Firstly I feel I should apologise for my absence. But I’m not going to. If it were down to something as simple as me being a bit shit then yeah, I’d throw a big fat ‘soz’ out there but it’s not the case. It would seem that life has gone and got in the way of my crusade for chemical-free living and although it’s quite naughty of me, I have taken a bit of a step backwards and I’m feeling more than a smidge badass for it. There have been weddings, pretty hectic days at work and a few events in between that have meant that I kinda need to look my best, and with having a 3 year old in tow, its not always easy to find a chunk of minutes to spend pinning my hair back to look half-decent. Thankfully it’s not the body care thats taken a beating, but rather my haircare routine thats suffered at the hands of the devil.

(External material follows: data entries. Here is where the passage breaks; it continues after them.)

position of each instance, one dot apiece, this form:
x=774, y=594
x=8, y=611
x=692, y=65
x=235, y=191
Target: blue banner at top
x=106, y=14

I’ve certainly learnt over the past few months that finding the right low poo hair products is not just difficult but time and money consuming too; two valuable commodities that I struggle to pull out of the bag. There’s all kinds of problems that come with trying to de-turd your tresses and in the end it just got a bit too much for me. That heavy waxy feeling was the first to turn me. Getting out of the shower with that anxious feeling of ‘is it actually going to look clean this time?’ only to find that no, its not… again. The second was the thickness. Some people would sacrifice a leg, a few quid and a small dog to have hair as thick as mine but to me, it’s just a massive hairy pain the arse. It’s thick enough as it is without being boofed up to double its volume; to be honest I was hoping that I’d lose a bit of volume like some others had reported but alas, no such luck.

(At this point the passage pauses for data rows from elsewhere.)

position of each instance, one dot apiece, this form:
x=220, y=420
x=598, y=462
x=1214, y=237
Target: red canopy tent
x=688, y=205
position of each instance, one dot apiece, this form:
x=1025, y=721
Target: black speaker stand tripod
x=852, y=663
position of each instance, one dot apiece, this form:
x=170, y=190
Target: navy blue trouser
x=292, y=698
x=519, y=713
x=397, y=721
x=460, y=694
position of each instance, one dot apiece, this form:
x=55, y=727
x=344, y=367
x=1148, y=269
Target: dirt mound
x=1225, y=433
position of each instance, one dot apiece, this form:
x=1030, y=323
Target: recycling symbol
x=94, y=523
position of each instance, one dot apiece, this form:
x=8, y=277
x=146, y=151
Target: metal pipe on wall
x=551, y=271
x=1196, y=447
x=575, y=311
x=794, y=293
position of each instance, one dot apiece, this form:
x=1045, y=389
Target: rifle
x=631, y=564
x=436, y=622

So in the end I was longing for that squeaky clean feeling like an addict looking for their next hit.
I got it. And it felt amazing… for a bit.
I know, I feel like the worst person in the world for succumbing to the chemical badness of Head and Shoulders, but, I had it, I enjoyed it and then I hated myself for it. I felt like I’d cheated on my beloved clean products and had some dirty one night stand with a bottle of the bad stuff. I honestly laid in bed that night feeling like I’d just violated myself with this awful concoction of utter crap and laced my head with pure unadulterated dirt. But now I’m looking for redemption and really, REALLY trying my hardest to turn my back on the stuff for once and for all. I’m not talking about going to confession once a week and professing my sins whilst attempting to dedicate my life to the greater good, but summer holidays are coming (amen to working in a school!) and there’s just about 6 weeks where I can get away with looking a bit shit and I fully intend to put maximum effort in and dig deep for the willpower that I so clearly lack in this area.
But enough of the gloomy stuff; these past few weeks have been awesome! The weather’s taken a turn for the better (she says while it’s piss wet pouring outside) and we’ve been able to get out and about doing what we love to do best – explore and enjoy! Peanut has found her inner tomboy and taken to getting mucky as hell at nursery and dirtying her knees when we’re outside at every given opportunity. That girl is my elixir and I can’t quite work out whether its the amazing Ooh! Cacay Oil that came in the May Beauty Box from Love Lula that’s doing it, or the constant reminder from Peanut that I’m getting on a bit so I need to stay fit and healthy to keep up with her; but the crows feet have decided to hide from view and I’m enjoying clawing back a couple of years of my youth. I know kids are full of it but when my students are telling me that they thought I was 21, I can’t help but grin like a goon.